With factors such as having little to no time with little money, it is natural for immigrant parents to fulfill the most important tasks such as finding survival jobs to pay for bills, to feed and support families.  But time & effort needs to also be given towards developing and nurturing a quality relationship with your children. This is where I often ask newcomer parents – what is more important: taking an extra job to provide more comforts, once the basic needs are fulfilled or to use that extra time to spend with your child?

Traditionally, parenting was viewed as a role providing food, shelter, clothing and basic physical, emotional, economic needs.  But fulfilling these needs do become difficult when newcomers are already dealing with transition and trying to create a new identity while they are still grieving the loss of their previous countries, lifestyles, support systems, traditional customs, values and beliefs.  The role of parenting also becomes more complex as parents begin to shift how they perceive and respond to the changing beliefs, views, and expectations towards parenting.

Parents are now realizing the importance of having positive, engaging, relevant and meaningful relationships with their children.  While doing so, they are also beginning to shift some of their learned traditional ways of parenting.  This is not to say that Eastern methods of parenting are backwards or archaic – but saying that since we are in a different culture, generation, and time – that perhaps parents can find a tailored and more effective style of child-focused parenting which meets their children’s individual needs.

Essentially we are going beyond simply bridging the Eastern and Western cultures and using more universal styles of parenting.  For example, our approach to meeting our children’s needs must be more unique, and different to how our own emotional, mental and spiritual needs were met when we were children. Once parents can meet the basic needs such as shelter, food, clothing, then other these other needs can be fulfilled as well.

Through extensive knowledge and experience, we are realizing just how significant parents truly are in their children’s lives.  Parents are not only responsible for providing for their child’s basic needs in growth and development, but they serve as very influential people throughout their children’s lives as role models.  This is where challenging age-old adages such as, ”Do as I say and not as I do.” is a process of creating an open and engaging parenting style.  Many immigrant parents have lived by this old saying without realizing the negative impact that it has on the future thoughts, behaviours, and actions of their children.

Along with meeting your child’s needs comes the concept of unconditional love. Traditionally, parents learned to use their love as currency to encourage positive results and success in our children.  But we are now truly finding how many problems have been created with this form of conditional parenting.  Studies are repeatedly finding that those children who were raised in unconditional loving homes tended to have better self-confidence, self-esteem, resilience, and tended to give that unconditional love back in all their relationships.  Moreover these children tended to be well-balanced and happier throughout their lives.

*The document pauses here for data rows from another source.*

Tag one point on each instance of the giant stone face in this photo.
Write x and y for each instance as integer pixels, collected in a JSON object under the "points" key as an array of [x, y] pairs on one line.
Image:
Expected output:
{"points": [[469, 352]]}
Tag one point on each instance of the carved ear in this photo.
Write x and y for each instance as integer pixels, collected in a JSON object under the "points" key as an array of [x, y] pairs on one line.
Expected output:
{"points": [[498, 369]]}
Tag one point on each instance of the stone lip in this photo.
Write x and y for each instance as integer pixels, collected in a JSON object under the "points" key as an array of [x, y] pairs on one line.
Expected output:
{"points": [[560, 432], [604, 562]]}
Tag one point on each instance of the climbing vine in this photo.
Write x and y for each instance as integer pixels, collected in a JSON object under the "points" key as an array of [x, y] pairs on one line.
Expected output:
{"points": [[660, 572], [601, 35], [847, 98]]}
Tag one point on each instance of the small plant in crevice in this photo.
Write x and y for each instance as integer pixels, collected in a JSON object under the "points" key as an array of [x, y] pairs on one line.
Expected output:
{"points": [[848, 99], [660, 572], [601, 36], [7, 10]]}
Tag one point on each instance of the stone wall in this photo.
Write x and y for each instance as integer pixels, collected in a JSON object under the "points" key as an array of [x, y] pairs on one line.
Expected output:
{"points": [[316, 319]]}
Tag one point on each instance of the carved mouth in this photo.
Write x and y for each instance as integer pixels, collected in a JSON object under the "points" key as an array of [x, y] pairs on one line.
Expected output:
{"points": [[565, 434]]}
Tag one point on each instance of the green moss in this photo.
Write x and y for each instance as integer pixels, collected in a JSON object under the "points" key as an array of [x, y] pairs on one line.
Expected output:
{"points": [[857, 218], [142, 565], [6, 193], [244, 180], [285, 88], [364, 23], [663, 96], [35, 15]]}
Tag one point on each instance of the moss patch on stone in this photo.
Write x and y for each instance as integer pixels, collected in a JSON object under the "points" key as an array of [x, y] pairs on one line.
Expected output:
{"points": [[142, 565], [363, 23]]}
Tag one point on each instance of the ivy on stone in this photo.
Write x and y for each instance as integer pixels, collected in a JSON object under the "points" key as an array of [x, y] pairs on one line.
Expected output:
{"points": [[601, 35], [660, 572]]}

So parenting, is not as easy or simple as it may have been when our parents or grandparents took on this profound work.  However, it has remained one of the most challenging and inspiring ‘jobs’.  As you can see, parenting styles must universally bridge the Eastern and the Western cultural parenting styles of becoming more open, fair, and accountable.  As a society we are demanding that organizations and companies are more transparent, accountable, and inspiring – just as we are in our parenting styles.